Currently, the fire hydrant is still on Hill’s property but it had just been moved to the side instead of right in the middle of the front yard.
Hill also brought forward his complaint of alley maintenance which is behind his house.
The alley wasn’t originally there but with an agreement with the town, the alley was built but Hill says they receive barely any maintenance on it.
“We also made an agreement with the town to give us access to our backyard, they agreed to build the alley and maintenance would be a low priority, it did not say no maintenance. Over the last 21 years that we’ve lived there, the alley has been gravelled once and graded a couple of times, both were done before Cris was in charge. I mow and spray weeds yearly in the ditch to allow water to run down and occasionally the town has mowed the grass but I had to ask for someone to plough snow after a storm. I’ve always had trouble with the town and Cris has told me many times he doesn’t think the town is responsible for the alley and he does not like having the town employees working on the alley. He also said Volker Stevin wants to remove the alley but we’ve never heard anything from them at all. We’d like the town to be responsible for the alley and administer the appropriate maintenance as we pay taxes to maintain it,” he stated.
On top of the alley and fire hydrant concerns, the Hill’s also came with concerns about higher taxes.
After looking over their recent taxes, they noticed a higher increase than they had expected.
“We were looking at the 2018 tax assessment and the first thing we noticed was the increase. We have $468.50, which is a 16.12 per cent increase overall, which we find to be a lot. Breaking it down, we also found three main items that also had an increase. That was the municipal residence, which increased $332.54 which is a 20.73 increase, the public library increased an additional $62.79 which is a 298.57 per cent increase and the Alberta School Foundation increased an additional $112.85 which is an increase of 18.35 per cent. We find these numbers to be quite alarming and we want to know, especially our municipal residence, where the funds are allocated for that,” said Betty Hill. “I feel we keep contributing more and more, and if the revenue and the surplus of the revenue increases, we shouldn’t be taxed more. I am quite concerned about that.”

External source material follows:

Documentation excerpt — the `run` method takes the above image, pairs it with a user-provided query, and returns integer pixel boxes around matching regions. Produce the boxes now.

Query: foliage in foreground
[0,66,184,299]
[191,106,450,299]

They also noticed an off assessment of their property compared to surrounding lots.
With all of the lots in the vicinity being irregular, they had questions why theirs had the highest frontage tax despite being smaller.
“I took three comparison lots, which is 11, 12 and 13 which is ours and they are all irregular lots. I found out that in comparison, ours is the smallest perimeter, the smallest area and it also has the highest frontage and assess at the lowest value. I would like to see that corrected because it doesn’t make any sense,” continued Hill.
Town administration stated they would look into why their property had a higher frontage tax than the other two properties, as they too felt it was off.
Council argued though that taxes for everyone had gone up, not just them.
“I don’t want my taxes to go up anymore. I don’t need to be paying more taxes and we’re all the same,” said Mayor Margaret Plumtree, with others on council stating similar remarks including that they were paying more than the numbers they showed.
Plumtree also highlighted the fact they were doing their best to bring more people in by adding a new sub-development with brand new houses.
“You talk about bringing more people in and I’m only seeing more people leaving. I think the increase of tax is a deterrent,” replied Hill.
The increase in taxes though is required as the town can’t be in the red when it comes to their budget.
“We can’t be a deficit. We need to find a way to bring more people in, we need to find a way to keep or homes full, we need to keep our businesses here, we need people to shop local and we know it doesn’t happen,” said Plumtree.
Administration said they would be looking into the concerns brought forward by the delegation and it was received for information.